Looking for a discussion

Yes Voters / supporters, what do you think the nature of current Independence support is? do you think it comes from a desire for Scottish self-government or more an anti-elitist vote much like (what I think happened) with Brexit? or something else entirely?

I think it's majority self government, I don't think as a movement the majority buys the Trumpism position of everyone where the anti-elitism is mostly just a rag tag collection of people who are absolutely still elites but have the benefit of being disliked by the established elites.

If anything it isn't anti-elitism, it's just self destructive contrarianism.

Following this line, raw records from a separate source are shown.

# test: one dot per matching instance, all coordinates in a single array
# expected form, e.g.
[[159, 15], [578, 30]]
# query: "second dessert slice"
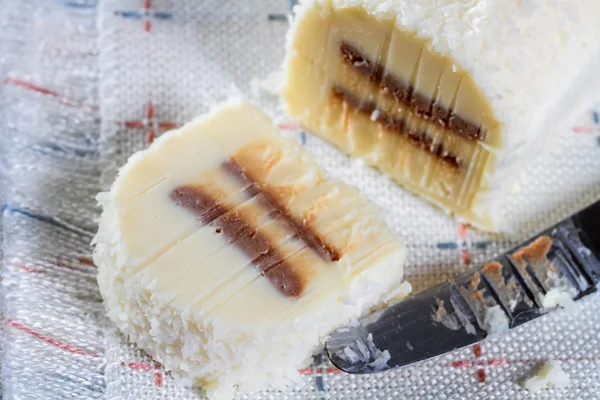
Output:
[[226, 254]]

There is of course a fairly sizable non-majority section of independence support that just wants out of everything. Predominantly the hard left and classic liberal types. I'm not sure I'd class that as the above anti-elitism, it's just your typical more radical political positions who have always and will always want something very very different from the center. In a referendum they're forced to choose and if you want radical change then the UK isn't going to deliver it, a YES vote just might.

And also to reverse that, please comment what you think the opposite position to the one you hold is based on.

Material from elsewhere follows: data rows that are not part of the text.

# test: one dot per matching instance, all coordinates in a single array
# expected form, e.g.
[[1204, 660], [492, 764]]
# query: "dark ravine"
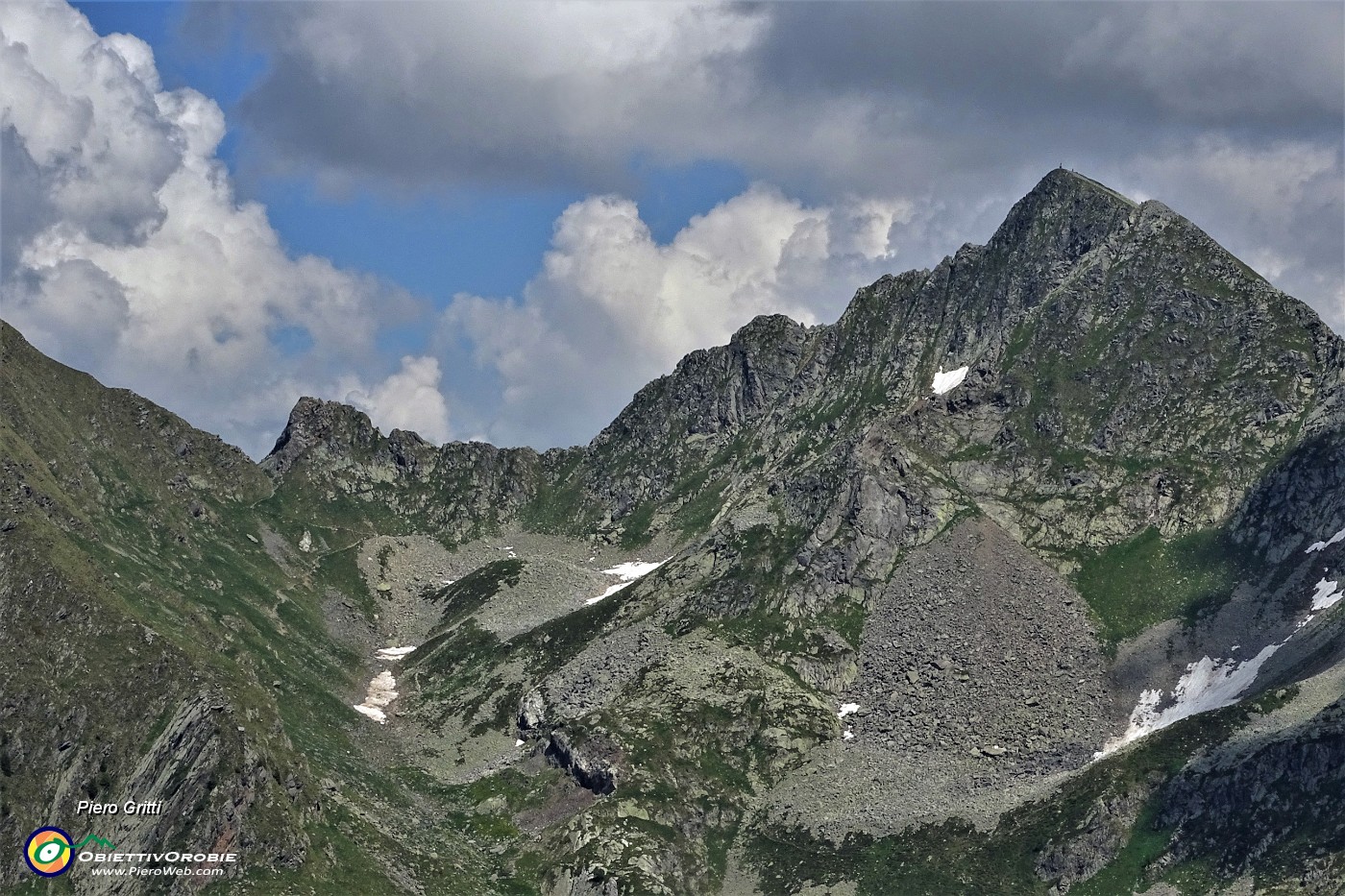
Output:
[[890, 628]]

In 2014 it was very clear to me why a person would vote to remain in the UK.

Now? Outside of those strongly attached to the identity I can't see how anyone can look at the current mess of a situation and the its thousands of potential outcomes and still say they wouldn't vote for independence. The issues are different but so is the status quo.

Anything short of a complete capitulation of its principles by the EU - to allow single market without free movement to the UK - I don't see a scenario whereby a majority of Scotland is comfortable with the political direction of the UK.